First, you float an offer.
Then, you wait for the market to to tell you you’ve got a winner.
Once you have that winner, you pull out all the stops and sell it every way you can: direct mail, space, Internet and TV.
That’s exactly what Gene Schwartz did in these pre-Internet days and the result was a $50 million take by the time the offer ran dry.
The book was Dr. Stephen T. Chang’s “The Book of Internal Exercises.”
And the space ad above was condensed from a package that mailed over 100 million times, from the early 1980’s all the way into the 1990’s.
(Click on the image to download the PDF and get a feel for the copy that compelled such astronomical sales.)
How modern Chinese Medicine helps…
BURN DISEASE OUT OF YOUR BODY
…lying flat on your back, using nothing more than the palm of your hand!
The advertising claim sounds over the top. Doesn’t it?

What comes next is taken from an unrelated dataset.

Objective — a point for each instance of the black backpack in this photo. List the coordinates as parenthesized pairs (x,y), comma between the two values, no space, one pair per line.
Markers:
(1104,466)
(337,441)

Over the years, many critics alleged Eugene Schwartz’s advertising was full of outrageous claims for bogus products.
Here’s my view.
If you’re going to really succeed at anything, they’ll be plenty of critics along the way.
So, if avoiding critics and criticism matters, Elbert Hubbard provided a foolproof solution over a hundred years ago.
“To avoid criticism do nothing, say nothing, be nothing.” (Elbert Hubbard)
I don’t know about you but that price is too high for me.
Moreover, Gene demonstrated his high level of ethics throughout his career.
Here’s an excerpt from the now defunct Capitalist Reporter supporting this.
Schwartz was discussing one of the oldest questions about advertising and about those who, like himself, write advertising copy: is it ethical and what are his own ethics?
First, he says, he won’t do anything illegal. “Controversial, yes. Illegal, no”
Then, he won’t write ads for bad products – or ads that in themselves are bad. The latter he compared with being an athlete who to win must stay in shape. It’s just the same in copywriting, he says. If you loose your honesty – and if you break these rules you do – you can’t write good ads again, any more than an athlete who allows himself to get out of training can hope to win a gold medal.
It was not all that long ago that Schwartz was broke and his ethics put to the test: He was offered $7,000 to write promotional material for a land deal. He turned down the offer he says, because he didn’t believe in the proposal put forth by the man with the $7,000.
In the case of the advertising for “The Book of Internal Exercises,” Gene totally believed in what he was promoting because he credited Dr. Chang for helping him save the use of his arm after a massive stroke.